Why The Gaza Flotilla Attack Proves That I Am Right About Israel / Palestine
There can be no doubt that Israel’s botched attack on the humanitarian activist flotilla marks a significant turning point in the ongoing conflict between Israel and the Palestinians. Yet commentators from both sides, as well as those trying to take a more balanced view, have all missed the most important point. What the attack shows, plain as day, is that my own opinions on the issue are the only correct ones, and everyone else is painfully wrong. The failure of everyone else to see how right I am can lead only to tragic consequences.

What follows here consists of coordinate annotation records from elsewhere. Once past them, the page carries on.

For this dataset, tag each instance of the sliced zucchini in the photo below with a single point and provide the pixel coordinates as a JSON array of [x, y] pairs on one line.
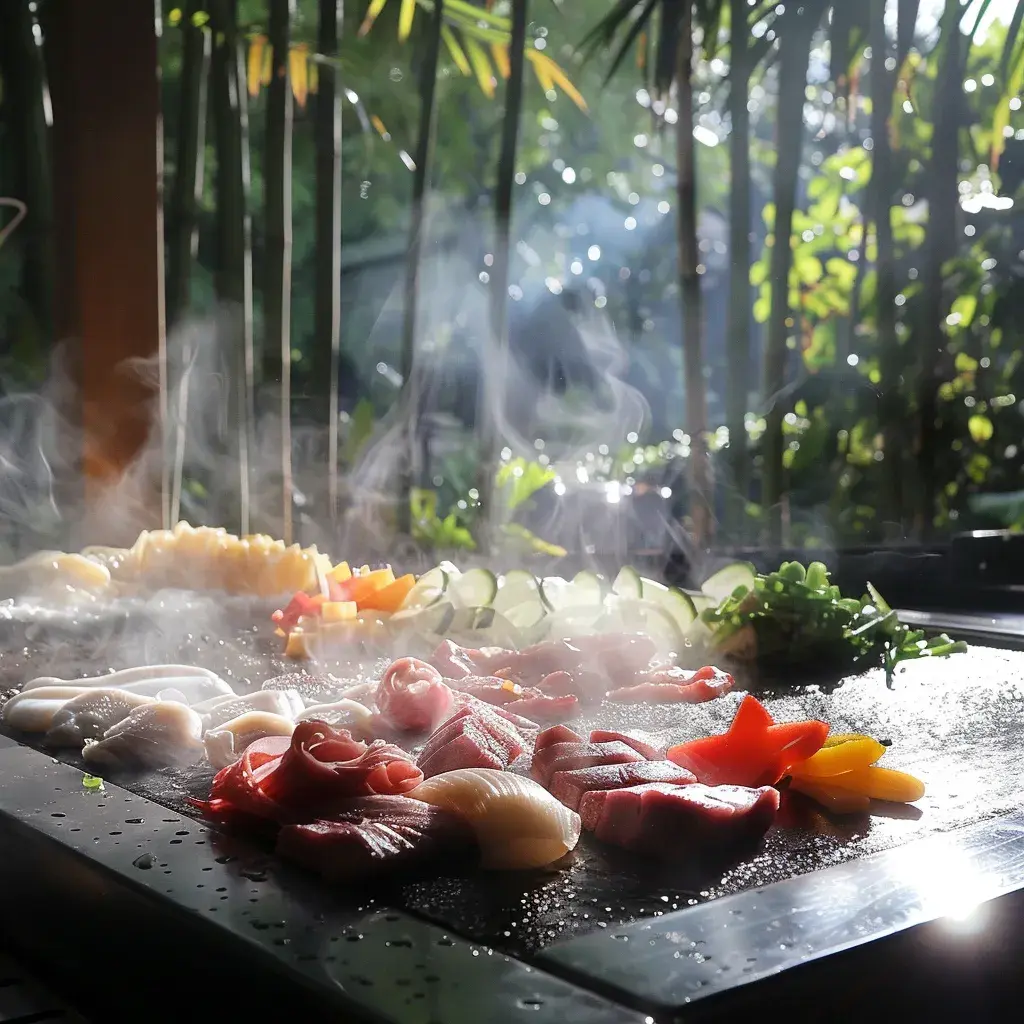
[[727, 580], [558, 593], [630, 614], [428, 589], [628, 583], [516, 588], [474, 589], [433, 619]]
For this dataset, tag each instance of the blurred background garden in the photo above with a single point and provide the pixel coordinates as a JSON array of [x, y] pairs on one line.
[[525, 255]]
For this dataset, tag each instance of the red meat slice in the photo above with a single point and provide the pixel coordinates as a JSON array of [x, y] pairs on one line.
[[376, 836], [569, 786], [284, 778], [649, 750], [556, 734], [676, 686], [568, 757], [471, 747], [673, 819]]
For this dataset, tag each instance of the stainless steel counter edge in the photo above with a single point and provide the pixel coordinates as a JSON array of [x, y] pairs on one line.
[[667, 963]]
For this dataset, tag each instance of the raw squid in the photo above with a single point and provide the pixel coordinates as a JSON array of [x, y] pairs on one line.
[[225, 743], [217, 711], [155, 735], [518, 824], [341, 714], [90, 715], [170, 682], [412, 695]]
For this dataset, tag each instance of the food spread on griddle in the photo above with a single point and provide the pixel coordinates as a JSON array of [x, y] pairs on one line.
[[459, 747]]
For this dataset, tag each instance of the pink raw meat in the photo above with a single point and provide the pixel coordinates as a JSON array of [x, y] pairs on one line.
[[556, 734], [650, 751], [568, 757], [412, 695], [674, 819], [375, 836], [569, 786], [675, 686]]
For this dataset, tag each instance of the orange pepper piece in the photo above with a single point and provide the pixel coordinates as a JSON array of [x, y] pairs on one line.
[[880, 783], [391, 596], [840, 754], [755, 752], [833, 799]]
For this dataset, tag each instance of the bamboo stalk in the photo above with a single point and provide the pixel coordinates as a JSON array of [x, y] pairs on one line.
[[24, 82], [278, 254], [421, 179], [738, 318], [794, 56], [327, 129], [189, 162], [495, 378], [689, 287], [940, 245], [233, 279], [883, 83]]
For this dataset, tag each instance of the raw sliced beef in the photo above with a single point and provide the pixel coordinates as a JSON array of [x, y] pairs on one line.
[[674, 819], [642, 744], [569, 786], [375, 836], [675, 686], [568, 757]]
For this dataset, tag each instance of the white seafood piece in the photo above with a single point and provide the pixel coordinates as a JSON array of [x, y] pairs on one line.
[[48, 569], [217, 711], [227, 742], [518, 824], [140, 674], [342, 714], [90, 715], [156, 735], [34, 712], [170, 682]]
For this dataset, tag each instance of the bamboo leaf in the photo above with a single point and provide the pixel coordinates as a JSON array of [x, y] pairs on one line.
[[373, 11], [298, 68], [455, 48], [406, 14], [254, 66], [500, 54], [481, 68], [554, 75]]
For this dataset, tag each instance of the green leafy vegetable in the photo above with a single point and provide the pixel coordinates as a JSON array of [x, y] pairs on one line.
[[796, 611]]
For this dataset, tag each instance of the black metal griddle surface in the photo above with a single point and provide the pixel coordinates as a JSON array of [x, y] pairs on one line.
[[954, 722]]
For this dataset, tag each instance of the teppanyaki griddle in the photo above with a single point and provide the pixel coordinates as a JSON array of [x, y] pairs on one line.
[[954, 722]]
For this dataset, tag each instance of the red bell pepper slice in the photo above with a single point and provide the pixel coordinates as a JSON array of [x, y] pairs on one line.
[[755, 752], [301, 604]]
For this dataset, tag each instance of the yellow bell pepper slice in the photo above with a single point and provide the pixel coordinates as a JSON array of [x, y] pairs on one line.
[[840, 755], [880, 783], [340, 572], [833, 799]]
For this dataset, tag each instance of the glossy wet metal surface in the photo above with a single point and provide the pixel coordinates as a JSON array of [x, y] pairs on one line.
[[957, 723]]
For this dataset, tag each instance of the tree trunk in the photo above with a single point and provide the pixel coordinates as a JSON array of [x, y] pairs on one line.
[[738, 322], [421, 179], [891, 410], [940, 245], [233, 276], [327, 312], [189, 159], [494, 378], [278, 252], [700, 497], [794, 53], [24, 81]]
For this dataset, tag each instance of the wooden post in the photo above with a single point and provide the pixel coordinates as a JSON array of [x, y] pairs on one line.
[[103, 72]]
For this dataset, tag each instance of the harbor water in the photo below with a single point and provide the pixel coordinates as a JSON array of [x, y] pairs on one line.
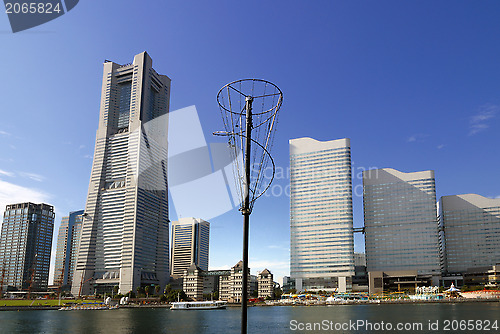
[[273, 319]]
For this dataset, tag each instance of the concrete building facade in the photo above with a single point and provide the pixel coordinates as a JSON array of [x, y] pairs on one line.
[[190, 244], [192, 283], [125, 237], [67, 249], [321, 216], [230, 287], [25, 246], [469, 232], [265, 284], [401, 232]]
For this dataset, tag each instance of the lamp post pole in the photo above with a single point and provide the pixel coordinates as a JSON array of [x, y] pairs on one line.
[[246, 214]]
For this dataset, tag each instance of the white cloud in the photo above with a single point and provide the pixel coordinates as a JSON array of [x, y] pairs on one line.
[[12, 193], [9, 174], [479, 121], [418, 137], [33, 176], [260, 265]]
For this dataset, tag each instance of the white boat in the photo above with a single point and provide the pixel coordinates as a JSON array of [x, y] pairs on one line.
[[208, 305]]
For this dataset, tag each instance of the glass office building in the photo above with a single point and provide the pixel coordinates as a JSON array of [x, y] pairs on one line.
[[190, 243], [25, 246], [68, 239], [321, 218], [401, 232], [469, 232], [124, 240]]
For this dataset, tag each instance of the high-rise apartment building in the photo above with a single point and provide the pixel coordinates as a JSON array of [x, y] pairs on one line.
[[321, 217], [401, 231], [190, 244], [67, 249], [124, 238], [25, 246], [469, 232]]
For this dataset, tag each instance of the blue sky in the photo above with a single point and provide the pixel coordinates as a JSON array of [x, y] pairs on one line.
[[414, 84]]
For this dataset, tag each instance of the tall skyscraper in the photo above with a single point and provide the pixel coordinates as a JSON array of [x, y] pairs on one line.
[[124, 237], [321, 218], [25, 246], [190, 242], [400, 221], [469, 232], [67, 248]]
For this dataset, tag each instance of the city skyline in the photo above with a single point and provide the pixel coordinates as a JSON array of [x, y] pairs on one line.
[[413, 85], [125, 229]]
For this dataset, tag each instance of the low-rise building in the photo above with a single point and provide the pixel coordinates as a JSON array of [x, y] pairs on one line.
[[193, 282]]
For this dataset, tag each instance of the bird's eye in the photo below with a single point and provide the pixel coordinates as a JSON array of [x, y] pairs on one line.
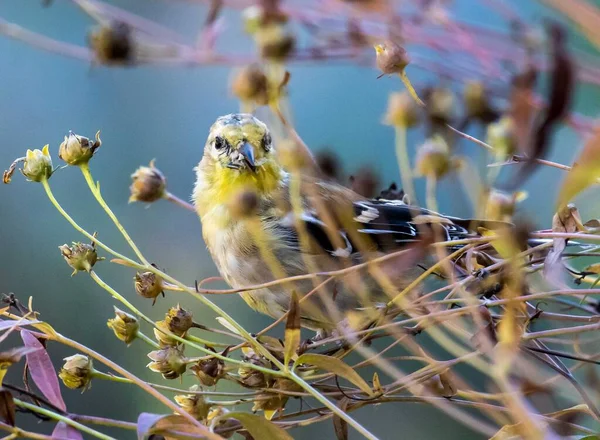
[[220, 143], [266, 142]]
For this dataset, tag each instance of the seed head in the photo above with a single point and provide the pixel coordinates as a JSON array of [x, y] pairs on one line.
[[251, 84], [502, 137], [179, 320], [402, 111], [194, 404], [433, 158], [37, 165], [391, 57], [77, 372], [209, 371], [80, 256], [168, 361], [149, 184], [112, 43], [148, 285], [77, 150], [124, 325]]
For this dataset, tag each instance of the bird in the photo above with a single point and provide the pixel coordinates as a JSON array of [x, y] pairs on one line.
[[240, 155]]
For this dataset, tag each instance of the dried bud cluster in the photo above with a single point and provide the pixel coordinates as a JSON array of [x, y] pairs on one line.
[[209, 371], [149, 184], [124, 325], [113, 44], [148, 285], [80, 256], [194, 404], [77, 372], [250, 84], [77, 150], [168, 361]]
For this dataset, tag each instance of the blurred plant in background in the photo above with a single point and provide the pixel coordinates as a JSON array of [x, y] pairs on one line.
[[512, 306]]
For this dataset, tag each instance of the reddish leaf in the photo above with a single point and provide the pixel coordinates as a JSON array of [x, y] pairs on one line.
[[62, 431], [42, 371]]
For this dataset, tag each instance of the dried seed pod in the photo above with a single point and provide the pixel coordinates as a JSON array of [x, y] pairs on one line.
[[124, 325], [149, 184], [77, 372], [168, 361], [113, 43], [251, 84], [77, 150], [148, 285]]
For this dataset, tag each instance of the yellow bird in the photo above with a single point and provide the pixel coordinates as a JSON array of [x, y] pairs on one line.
[[340, 229]]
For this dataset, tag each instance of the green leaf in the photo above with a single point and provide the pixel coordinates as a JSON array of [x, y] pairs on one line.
[[336, 366], [258, 427]]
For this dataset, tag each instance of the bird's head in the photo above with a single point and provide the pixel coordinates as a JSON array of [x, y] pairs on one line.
[[238, 153]]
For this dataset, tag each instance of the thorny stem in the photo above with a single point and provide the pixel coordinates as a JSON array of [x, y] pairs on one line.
[[95, 188], [61, 418]]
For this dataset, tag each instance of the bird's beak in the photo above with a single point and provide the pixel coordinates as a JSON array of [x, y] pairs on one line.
[[247, 151]]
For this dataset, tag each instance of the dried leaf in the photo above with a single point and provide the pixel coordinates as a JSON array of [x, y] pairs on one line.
[[292, 330], [259, 427], [62, 431], [584, 174], [7, 407], [42, 371], [341, 426], [336, 366]]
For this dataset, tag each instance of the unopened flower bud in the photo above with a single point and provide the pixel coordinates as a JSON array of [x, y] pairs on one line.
[[124, 325], [168, 361], [194, 404], [433, 158], [37, 166], [441, 105], [113, 44], [148, 285], [251, 84], [77, 372], [161, 334], [275, 42], [402, 111], [149, 184], [76, 150], [179, 320], [243, 204], [209, 371], [391, 57], [502, 137], [80, 256]]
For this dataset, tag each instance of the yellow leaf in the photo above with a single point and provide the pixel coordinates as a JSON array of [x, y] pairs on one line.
[[336, 366]]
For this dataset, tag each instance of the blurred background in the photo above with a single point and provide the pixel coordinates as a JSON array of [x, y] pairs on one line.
[[164, 113]]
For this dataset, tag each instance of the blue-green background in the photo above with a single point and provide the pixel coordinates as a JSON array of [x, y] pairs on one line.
[[164, 113]]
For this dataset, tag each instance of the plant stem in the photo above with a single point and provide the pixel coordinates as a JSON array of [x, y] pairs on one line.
[[404, 164], [61, 418], [95, 188]]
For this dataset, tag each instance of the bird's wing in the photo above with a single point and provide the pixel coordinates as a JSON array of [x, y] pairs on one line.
[[375, 225]]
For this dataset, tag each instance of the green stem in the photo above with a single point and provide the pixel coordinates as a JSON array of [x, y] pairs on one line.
[[147, 340], [61, 418], [95, 188], [404, 164]]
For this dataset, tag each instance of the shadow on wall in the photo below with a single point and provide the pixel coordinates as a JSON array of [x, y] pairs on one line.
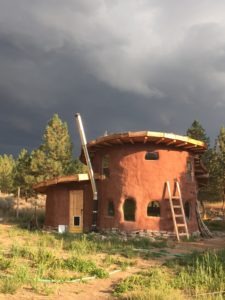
[[26, 212]]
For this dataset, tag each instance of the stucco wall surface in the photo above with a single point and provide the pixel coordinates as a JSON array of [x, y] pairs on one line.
[[133, 176]]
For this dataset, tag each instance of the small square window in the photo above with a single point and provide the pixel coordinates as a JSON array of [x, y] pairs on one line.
[[76, 221], [152, 156]]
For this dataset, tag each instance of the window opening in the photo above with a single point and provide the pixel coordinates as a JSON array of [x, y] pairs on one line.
[[105, 166], [153, 209], [76, 221], [111, 209], [129, 208], [189, 170], [152, 156], [187, 210]]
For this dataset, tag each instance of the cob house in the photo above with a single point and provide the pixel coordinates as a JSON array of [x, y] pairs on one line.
[[146, 182]]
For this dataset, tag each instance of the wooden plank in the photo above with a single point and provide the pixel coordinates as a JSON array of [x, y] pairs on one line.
[[160, 141]]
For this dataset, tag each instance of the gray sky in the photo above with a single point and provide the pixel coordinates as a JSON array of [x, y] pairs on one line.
[[124, 65]]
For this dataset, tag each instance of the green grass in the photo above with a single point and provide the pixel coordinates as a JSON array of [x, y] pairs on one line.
[[33, 256], [215, 225], [183, 277]]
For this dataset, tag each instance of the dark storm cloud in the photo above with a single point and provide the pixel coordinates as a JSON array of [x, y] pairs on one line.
[[124, 65]]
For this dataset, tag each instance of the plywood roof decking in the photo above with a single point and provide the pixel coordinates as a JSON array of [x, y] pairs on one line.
[[159, 138], [42, 186]]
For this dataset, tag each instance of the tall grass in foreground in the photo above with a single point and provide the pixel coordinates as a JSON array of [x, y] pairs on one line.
[[196, 275]]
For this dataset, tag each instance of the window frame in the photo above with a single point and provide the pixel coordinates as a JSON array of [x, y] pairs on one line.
[[149, 206], [152, 155], [134, 208]]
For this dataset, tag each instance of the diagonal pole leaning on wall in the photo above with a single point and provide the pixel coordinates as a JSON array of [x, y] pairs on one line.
[[90, 169]]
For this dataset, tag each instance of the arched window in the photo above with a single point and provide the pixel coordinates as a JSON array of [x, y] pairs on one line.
[[129, 208], [153, 209], [111, 209], [189, 170], [152, 155], [187, 210], [105, 165]]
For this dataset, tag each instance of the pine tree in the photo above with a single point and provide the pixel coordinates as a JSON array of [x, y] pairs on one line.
[[218, 167], [196, 131], [22, 173], [54, 157], [7, 167]]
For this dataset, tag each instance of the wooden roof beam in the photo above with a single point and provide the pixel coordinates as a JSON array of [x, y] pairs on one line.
[[107, 144], [131, 141], [145, 139], [191, 146], [160, 141], [171, 142]]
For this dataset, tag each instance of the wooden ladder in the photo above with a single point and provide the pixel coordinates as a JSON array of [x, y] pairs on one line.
[[177, 209]]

First, a little historical background. The side of the conflict that I support comprises nothing but honourable and courageous men and women. They are motivated by nothing more than a desire to defend their own families and rich culture. Their cause is right and these people are completely justified in every action, no matter what they do. By contrast, the other side is composed entirely of amoral murderous thugs who will stop at nothing to achieve their ends. Far from achieving a just settlement and a lasting peace, these thugs are only interested in perpetuating the cycle of violence and brutality.
I will admit that there are some innocent casualties on the other side of the conflict, and this is to be regretted, but let us look more closely. Just how innocent are they? It is clear that these people are giving succour to what is nothing more than terrorism, plain and simple. Their losses frankly pale into insignificance when compared to the tragedy of the truly innocent lives that are blighted daily on the side that I support. These are just ordinary people trying to go about their daily business in the face of increasingly vicious and brutal violence.
That violence must stop and it must stop now. Of course, until it does, it is hard to see how the side that I support can be blamed for responding to violence with violence. Everyone has the right to defend themselves.
This is the context in which the flotilla attack must be understood.
It should by now be blatantly obvious that every account of the attack given by the other side of the conflict is nothing but a pack of lies designed to pull the wool over the eyes of the international community. This will not work. The facts of the matter are plain – yet again it is those on my side of the conflict that have been brutally wronged. It is hard to understand how anyone cannot see this. The voices of those who support the other side of the conflict would be tiresome were they not so dangerous. The result is business as usual, as a cowardly British government and utterly ineffectual UN capitulate to those voices in an entirely predictable way. This is nothing more than a recipe for more violence and bloodshed.
The biased reporting from the BBC should come as a surprise to no-one. Time and again they give those on the other side of the conflict an easy ride. At the same time they twist the words of those speaking for my side in order to make them look ridiculous, belittling the importance of our just cause. This is an insult - the facts of the situation are clear and easily found on Google. Yet the BBC seems to ignore facts, preferring instead to act as if they are actually part of the other side’s own propaganda machine. Is this what we pay our licence fee for?
The newspapers are no better. Only yesterday the Guardian printed an editorial article in the Comment Is Free section of its website which made me more angry than anything I have read on this subject in weeks. Unbelievable though it may seem, this article was actually trying to defend the indefensible. The piece made it seem as if the side of the conflict which I do not support had some kind of justification for its actions. There may be merit in this kind of thing as an abstract thought experiment, but not at a time like this when lives are at stake. It is sad to find such sheer moral bankruptcy from a paper with a once proud tradition.
There is a sense of urgency here. I call upon everyone who supports the other side of the conflict to stop doing so immediately and to realise that actually it is my side of the conflict who are in the right and who have always been in the right. Only in this way can peace finally be achieved in the Middle East.